A chief of the Lebanese Forces, a Christian militia that fought in the Lebanese Civil War, said: “Coexistence with Hezbollah is now impossible.” For former minister and influential Maronite deputy Boutros Harb, Hariri’s resignation “will create political tensions due to the breaking of the accord that allowed for the formation of the government at the end of 2016.” He added, “Now we can only work together to minimize the dangerous impact [the resignation] will have on Lebanon.”

“This situation is completely surrealist; it’s as if one were living in a political thriller,” said a Lebanese businessman linked to the Hariri family.

The Saudi monarchy is doubtless encouraged by the continual support of Washington, particularly since Donald Trump’s trip to visit the Middle East in May of this year and the formation of a new alliance with the United States and Israel—set up to counterbalance the axis between Russia, Iran and Turkey, backed by China, which took shape during the Syrian war.

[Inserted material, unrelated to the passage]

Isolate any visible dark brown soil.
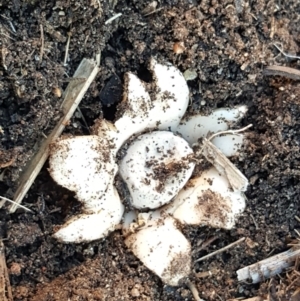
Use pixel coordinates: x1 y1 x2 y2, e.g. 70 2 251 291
0 0 300 301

Paris, like Berlin, is hostile to the Trump administration’s preparations for nuclear war against North Korea and its threats against Iran, which Trump has labeled a terrorist state. The European bourgeoisie is strongly opposed to repudiating the 2015 Iranian nuclear accord, which would signify reimposing harsh economic sanctions that would directly affect their investment, production sites, exports and profits in the country.

The intervention of Paris in the Saudi-Iranian conflict underscores the rising tensions between US and European imperialism. By traveling to Riyadh, Macron is trying not only to prevent Trump from carrying out a policy Berlin and Paris consider to be disastrous for their interests, but to prevent a situation in which Paris would be reduced to the role of a spectator in a major regional war that could spread across the entire world.

The ever more dangerous conflicts that Macron is trying to control are themselves the disastrous outcome of the policy of aggressive neocolonial war carried out by previous French governments in alliance with Washington, and in which Macron participated. Former French President François Hollande armed anti-Assad Islamist forces in Syria and, based on lying claims about chemical weapons attacks, led the charge for a direct war against Syria in 2013. However, that war was called off at the last minute by Washington and London, after war was voted down in the House of Commons.

The impact of the Syrian intervention was not only the destruction of Syria, the decimation of its population and the transformation of tens of millions of Syrians into impoverished refugees (to whom France refuses asylum), but to sow the seeds of a war that could destroy the entire region.